TIPS FOR GETTING THE BEST RESULTS
In addition to good surface preparation, many other factors can impact the success of overlay application. For installers just starting out with vertical resurfacing, here are some tips gleaned from wall overlay manufacturers and experienced pros for achieving the best performance and appearance. Before embarking on any vertical overlay project, it's a good idea to perform a mock-up using the same materials, tools and techniques to be applied on the job.
- When mixing wall overlay materials, it's important to get the proper ratio of liquid and dry components. If the mixture is too dry, it will be weak and could crumble away. If too watery, it will sag or run down the surface. It's better to start out with a little less water than called for and then add small amounts until the desired consistency is achieved.
- The overlay thickness will depend on the stamp profile depth or carving techniques used. If you are using a texture skin, you may only need 3/8 to 1/2 inch of material. For deep stamp patterns or carved joints, you may need to apply the overlay to a 2-inch depth or more.
- For thicker overlays (1 inch or greater), you'll get better results by applying the material in two coats. However, in order to prevent separation, don't let the first coat dry before applying the second one.
- Once you determine the appropriate depth, apply the material at a consistent thickness to ensure pattern uniformity. One way to gauge the depth and get an even thickness across the entire wall is to insert a ruler as you apply the material.
- The timing of stamping or carving is important to achieve a good impression without tearing of the surface. Generally, when you are able make a clean imprint in the overlay with your finger without lifting the material, it's time to begin. If the mix sags when it's stamped or sticks to your carving tools, wait a bit longer.

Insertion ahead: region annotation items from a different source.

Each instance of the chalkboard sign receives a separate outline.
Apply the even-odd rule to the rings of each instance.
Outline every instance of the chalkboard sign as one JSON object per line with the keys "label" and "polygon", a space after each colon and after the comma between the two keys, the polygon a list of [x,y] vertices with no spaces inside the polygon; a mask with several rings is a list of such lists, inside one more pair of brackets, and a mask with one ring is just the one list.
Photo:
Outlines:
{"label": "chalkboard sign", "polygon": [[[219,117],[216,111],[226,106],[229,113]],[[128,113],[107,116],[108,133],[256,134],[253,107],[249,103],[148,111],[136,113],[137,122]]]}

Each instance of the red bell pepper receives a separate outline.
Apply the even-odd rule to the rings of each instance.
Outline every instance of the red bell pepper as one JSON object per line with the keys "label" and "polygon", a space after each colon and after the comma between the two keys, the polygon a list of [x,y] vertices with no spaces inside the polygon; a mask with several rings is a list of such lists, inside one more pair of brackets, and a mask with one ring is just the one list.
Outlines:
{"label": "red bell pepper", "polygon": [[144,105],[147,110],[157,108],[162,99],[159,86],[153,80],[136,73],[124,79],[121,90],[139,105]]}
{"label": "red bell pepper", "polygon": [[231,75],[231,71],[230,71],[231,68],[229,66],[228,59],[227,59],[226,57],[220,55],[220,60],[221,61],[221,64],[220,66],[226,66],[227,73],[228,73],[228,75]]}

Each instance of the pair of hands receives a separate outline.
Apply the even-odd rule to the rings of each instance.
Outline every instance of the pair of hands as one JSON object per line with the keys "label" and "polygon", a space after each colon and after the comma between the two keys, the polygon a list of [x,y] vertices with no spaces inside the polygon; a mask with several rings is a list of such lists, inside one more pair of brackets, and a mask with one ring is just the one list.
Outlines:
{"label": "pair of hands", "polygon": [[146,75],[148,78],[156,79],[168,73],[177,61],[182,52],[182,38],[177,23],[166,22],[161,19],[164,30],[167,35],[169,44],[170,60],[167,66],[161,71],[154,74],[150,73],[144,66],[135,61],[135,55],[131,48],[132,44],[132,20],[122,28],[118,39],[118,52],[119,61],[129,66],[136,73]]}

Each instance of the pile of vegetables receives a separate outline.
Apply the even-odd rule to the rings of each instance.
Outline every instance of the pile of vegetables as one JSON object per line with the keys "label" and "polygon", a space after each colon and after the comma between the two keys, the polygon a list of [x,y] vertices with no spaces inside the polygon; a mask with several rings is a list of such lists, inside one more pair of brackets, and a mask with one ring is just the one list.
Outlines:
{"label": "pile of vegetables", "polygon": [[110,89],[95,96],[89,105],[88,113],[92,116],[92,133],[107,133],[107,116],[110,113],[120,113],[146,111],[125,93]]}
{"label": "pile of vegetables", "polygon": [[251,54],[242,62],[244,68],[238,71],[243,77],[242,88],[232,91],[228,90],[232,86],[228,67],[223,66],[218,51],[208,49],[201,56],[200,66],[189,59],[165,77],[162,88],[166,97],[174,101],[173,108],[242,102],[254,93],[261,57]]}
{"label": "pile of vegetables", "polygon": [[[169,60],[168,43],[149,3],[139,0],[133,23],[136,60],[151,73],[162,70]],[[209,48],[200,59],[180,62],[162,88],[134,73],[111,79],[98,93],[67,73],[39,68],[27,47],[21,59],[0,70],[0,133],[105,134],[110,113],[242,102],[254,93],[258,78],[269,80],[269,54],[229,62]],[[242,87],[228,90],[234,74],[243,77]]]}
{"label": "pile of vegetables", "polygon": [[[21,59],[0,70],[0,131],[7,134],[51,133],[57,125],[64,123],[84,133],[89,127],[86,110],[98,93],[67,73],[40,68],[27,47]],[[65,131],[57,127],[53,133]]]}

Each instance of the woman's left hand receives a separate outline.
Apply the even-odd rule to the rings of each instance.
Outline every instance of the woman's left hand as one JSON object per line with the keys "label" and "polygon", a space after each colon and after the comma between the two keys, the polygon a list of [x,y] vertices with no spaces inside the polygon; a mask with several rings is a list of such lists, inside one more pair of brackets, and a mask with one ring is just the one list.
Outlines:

- Always apply a liquid release agent to your stamping tools to get a cleaner imprint and to prevent them from sticking to the freshly applied overlay.
- To keep placement of the wall stamps level, use a fixed point or edge such as a level floor or top of a wall. A string line will also work.
- After coloring the overlay with topical stains or dyes, finish by applying a sealer to protect your work and enhance the color, using a product compatible with the overlay mix and suitable for the exposure conditions. Because foot traffic isn't an issue with vertical surfaces, usually fewer coats of sealer are needed.